Are You a 10x Programmer? Or Just a Jerk? - MilnerRoute
http://thenewstack.io/10x-programmer-just-jerk/
======
danjoc
What I have observed is not 10x programmers. I have seen happy path
programmers who ship quickly. Their code works in the specific way management
has asked and no more. Step off the happy path, and there be dragons.

To use an analogy, management says "Build me a bridge!" So Mr Happy Path does
so. It's a rope bridge. He gets the pat on the back, the promotion, and his
bridge is now handed off to a "lesser programmer" to maintain.

Now management comes to the lesser programmer and says, "I _just_ want to
drive cars and trucks over the bridge. Can't you make it do that?!" So the
lesser programmer now has to build a real bridge that can support 18 wheel
trucks. That takes a really really long time to do, and it's hard work.
Management can't be bothered to understand the details though. "Why is this
bridge taking so long? 10x had the first one done in a week!"

Before long, 10x is called back in on the project to "rescue" it because it's
so far behind schedule.

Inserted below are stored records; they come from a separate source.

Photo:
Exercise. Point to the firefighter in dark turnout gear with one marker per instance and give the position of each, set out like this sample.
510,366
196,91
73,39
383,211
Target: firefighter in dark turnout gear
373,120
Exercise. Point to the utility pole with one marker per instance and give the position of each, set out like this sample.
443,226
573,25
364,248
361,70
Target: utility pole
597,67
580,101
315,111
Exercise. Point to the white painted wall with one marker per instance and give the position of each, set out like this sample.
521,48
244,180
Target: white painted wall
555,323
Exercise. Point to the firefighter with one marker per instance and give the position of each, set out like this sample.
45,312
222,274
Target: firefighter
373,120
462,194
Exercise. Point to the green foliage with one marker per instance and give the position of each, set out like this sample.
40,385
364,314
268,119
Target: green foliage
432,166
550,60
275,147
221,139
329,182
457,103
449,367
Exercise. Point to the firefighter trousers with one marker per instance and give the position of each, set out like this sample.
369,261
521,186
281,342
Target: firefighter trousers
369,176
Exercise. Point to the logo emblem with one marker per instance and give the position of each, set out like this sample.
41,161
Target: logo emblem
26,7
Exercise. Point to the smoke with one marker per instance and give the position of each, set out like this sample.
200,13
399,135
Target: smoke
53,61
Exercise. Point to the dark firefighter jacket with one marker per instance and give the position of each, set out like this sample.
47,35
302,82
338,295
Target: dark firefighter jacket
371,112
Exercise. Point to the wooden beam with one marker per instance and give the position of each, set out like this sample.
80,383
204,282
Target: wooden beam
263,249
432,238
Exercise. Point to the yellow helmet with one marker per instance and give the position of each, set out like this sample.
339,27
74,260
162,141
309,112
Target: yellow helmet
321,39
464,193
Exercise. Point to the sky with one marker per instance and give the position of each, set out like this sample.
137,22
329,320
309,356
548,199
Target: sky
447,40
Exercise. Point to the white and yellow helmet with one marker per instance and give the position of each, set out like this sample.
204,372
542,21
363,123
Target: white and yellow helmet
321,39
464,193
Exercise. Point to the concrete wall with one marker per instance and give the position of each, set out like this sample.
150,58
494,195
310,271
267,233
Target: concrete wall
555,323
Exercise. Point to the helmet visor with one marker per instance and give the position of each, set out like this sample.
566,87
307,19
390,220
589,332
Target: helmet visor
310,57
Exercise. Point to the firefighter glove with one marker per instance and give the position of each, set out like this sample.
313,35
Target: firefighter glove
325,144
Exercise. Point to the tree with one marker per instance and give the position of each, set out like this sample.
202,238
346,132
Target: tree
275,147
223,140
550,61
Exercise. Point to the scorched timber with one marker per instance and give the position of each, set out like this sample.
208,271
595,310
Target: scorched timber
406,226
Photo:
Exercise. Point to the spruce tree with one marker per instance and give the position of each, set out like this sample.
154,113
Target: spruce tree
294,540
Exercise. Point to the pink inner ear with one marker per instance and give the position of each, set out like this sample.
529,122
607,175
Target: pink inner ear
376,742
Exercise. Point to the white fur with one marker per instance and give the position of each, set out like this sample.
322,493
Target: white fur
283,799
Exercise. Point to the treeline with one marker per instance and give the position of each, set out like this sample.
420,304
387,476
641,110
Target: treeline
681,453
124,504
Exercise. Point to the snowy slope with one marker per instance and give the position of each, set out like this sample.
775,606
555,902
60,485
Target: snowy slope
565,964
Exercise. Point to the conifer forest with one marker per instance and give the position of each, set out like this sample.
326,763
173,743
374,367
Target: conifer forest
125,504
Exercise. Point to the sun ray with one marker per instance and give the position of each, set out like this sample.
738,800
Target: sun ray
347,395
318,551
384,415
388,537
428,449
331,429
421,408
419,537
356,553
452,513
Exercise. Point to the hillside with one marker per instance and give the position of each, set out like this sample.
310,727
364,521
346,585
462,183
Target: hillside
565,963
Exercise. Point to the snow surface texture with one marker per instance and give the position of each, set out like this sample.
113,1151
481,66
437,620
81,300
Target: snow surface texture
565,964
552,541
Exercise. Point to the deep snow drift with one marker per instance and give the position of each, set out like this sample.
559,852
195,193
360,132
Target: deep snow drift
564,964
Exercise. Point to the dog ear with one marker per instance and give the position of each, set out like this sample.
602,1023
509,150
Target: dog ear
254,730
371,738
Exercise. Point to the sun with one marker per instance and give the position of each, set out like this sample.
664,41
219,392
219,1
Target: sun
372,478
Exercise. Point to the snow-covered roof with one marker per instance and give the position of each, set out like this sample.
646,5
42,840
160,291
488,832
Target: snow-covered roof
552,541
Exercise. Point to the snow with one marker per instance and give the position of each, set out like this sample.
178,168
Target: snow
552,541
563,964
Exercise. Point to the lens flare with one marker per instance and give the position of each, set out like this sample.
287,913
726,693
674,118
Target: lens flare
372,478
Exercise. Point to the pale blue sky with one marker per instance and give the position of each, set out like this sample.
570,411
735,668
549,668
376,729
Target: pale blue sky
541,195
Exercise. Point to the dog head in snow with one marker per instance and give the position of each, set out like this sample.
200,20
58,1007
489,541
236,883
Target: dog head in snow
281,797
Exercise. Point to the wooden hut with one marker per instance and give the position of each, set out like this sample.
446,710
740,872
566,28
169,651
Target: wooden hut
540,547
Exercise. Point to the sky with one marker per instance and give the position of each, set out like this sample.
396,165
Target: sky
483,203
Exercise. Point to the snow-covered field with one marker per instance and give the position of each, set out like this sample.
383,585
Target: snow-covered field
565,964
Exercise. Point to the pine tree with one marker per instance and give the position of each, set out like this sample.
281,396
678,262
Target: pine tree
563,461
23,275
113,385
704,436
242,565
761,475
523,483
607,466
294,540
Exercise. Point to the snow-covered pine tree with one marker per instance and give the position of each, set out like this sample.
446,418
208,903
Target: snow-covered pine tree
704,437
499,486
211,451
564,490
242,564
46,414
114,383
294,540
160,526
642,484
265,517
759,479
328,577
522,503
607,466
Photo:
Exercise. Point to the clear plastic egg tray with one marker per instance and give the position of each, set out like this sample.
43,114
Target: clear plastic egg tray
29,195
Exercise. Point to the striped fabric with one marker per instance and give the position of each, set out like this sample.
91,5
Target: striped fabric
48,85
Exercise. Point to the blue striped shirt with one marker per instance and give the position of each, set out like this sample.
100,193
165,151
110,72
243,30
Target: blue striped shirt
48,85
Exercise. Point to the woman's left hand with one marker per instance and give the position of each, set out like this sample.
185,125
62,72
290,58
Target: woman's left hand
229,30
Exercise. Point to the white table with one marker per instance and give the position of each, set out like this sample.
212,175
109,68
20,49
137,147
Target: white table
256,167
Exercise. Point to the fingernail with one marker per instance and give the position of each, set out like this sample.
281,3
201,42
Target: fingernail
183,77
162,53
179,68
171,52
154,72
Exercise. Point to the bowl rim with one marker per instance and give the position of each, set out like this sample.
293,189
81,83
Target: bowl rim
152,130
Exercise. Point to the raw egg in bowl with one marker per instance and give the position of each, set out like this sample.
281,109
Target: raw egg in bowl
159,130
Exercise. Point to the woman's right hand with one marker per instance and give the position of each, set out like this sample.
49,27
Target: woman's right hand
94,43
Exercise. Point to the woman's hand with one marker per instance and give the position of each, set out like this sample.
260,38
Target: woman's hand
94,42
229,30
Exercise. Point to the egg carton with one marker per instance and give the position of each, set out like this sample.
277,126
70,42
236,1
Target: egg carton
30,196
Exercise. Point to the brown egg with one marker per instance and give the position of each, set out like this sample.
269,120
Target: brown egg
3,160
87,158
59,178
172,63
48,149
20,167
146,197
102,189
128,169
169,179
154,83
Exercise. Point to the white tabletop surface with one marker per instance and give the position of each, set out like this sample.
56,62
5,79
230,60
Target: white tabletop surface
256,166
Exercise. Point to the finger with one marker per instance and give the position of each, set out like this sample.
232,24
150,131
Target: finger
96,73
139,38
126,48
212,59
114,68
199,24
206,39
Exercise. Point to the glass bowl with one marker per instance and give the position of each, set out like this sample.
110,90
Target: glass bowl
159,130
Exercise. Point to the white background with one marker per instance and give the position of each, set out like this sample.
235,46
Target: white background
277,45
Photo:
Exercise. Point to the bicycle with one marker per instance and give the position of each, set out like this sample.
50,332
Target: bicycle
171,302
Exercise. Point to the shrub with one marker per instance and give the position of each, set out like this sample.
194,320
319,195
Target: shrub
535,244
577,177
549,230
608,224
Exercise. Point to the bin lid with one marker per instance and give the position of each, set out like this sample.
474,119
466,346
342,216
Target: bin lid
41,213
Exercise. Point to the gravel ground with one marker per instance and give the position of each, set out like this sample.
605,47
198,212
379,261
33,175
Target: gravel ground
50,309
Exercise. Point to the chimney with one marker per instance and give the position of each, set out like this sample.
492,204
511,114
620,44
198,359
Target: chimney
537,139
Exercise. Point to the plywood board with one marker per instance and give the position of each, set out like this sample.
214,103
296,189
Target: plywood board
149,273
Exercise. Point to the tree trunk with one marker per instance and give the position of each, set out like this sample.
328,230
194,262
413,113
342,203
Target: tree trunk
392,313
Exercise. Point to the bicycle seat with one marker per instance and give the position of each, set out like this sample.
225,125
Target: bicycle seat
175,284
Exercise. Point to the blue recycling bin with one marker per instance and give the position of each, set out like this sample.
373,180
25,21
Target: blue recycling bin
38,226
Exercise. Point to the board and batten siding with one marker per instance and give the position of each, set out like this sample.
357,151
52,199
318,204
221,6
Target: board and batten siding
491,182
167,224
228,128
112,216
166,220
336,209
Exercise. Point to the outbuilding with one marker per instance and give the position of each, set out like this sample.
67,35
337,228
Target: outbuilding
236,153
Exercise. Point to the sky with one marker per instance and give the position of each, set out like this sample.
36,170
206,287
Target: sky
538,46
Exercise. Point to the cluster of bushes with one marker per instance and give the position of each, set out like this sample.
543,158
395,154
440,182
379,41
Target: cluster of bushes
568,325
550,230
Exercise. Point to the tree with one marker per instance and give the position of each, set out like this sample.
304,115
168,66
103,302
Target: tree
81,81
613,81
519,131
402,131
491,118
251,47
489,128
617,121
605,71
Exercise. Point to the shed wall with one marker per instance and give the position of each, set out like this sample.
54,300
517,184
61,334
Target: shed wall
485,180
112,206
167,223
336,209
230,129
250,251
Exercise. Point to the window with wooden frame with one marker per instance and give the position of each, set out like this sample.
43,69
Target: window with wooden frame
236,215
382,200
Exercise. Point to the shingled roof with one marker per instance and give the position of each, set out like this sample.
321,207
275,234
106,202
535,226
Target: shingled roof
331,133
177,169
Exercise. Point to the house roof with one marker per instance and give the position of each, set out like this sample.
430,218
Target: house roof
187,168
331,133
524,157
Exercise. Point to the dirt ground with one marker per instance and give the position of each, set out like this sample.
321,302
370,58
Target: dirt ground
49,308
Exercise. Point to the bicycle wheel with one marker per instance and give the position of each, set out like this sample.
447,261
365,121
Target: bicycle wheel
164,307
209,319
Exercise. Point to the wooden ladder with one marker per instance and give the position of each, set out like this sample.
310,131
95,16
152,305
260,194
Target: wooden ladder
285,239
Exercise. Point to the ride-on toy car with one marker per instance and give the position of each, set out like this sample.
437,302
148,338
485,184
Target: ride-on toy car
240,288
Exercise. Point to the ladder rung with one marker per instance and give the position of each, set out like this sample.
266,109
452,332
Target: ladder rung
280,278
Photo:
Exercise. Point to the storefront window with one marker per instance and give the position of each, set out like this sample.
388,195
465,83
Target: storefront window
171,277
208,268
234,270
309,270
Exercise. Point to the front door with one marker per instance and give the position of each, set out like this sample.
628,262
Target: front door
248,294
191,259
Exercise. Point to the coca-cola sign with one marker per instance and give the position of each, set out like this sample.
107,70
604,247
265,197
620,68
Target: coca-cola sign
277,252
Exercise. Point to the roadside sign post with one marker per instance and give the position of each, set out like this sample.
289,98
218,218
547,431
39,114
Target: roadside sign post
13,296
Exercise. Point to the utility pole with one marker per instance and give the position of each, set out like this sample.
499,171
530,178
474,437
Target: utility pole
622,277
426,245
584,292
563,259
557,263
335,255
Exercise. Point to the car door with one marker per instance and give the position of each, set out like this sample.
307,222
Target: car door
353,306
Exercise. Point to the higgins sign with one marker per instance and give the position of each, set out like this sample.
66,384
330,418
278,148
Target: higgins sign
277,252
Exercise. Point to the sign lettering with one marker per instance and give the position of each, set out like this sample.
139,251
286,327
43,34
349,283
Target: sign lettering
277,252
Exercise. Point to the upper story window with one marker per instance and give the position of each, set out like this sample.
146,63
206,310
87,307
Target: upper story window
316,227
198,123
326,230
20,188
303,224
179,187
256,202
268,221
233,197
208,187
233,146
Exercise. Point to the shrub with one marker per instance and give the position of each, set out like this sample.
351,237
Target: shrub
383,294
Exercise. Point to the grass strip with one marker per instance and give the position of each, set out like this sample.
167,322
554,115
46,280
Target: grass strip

He gathers the requirements and again builds exactly
what management asks. A bridge that can support cars and trucks. How? Well,
screw all this suspension stuff. 10x just dams up the harbor and drives a
truck across the top. He's congratulated again, and the bridge/dam is handed
back to lesser beings again.

Then management wonders why they can no longer get boats out of the harbor...

Just my experience with it though :)

------
thrwawy20160421
Why not both?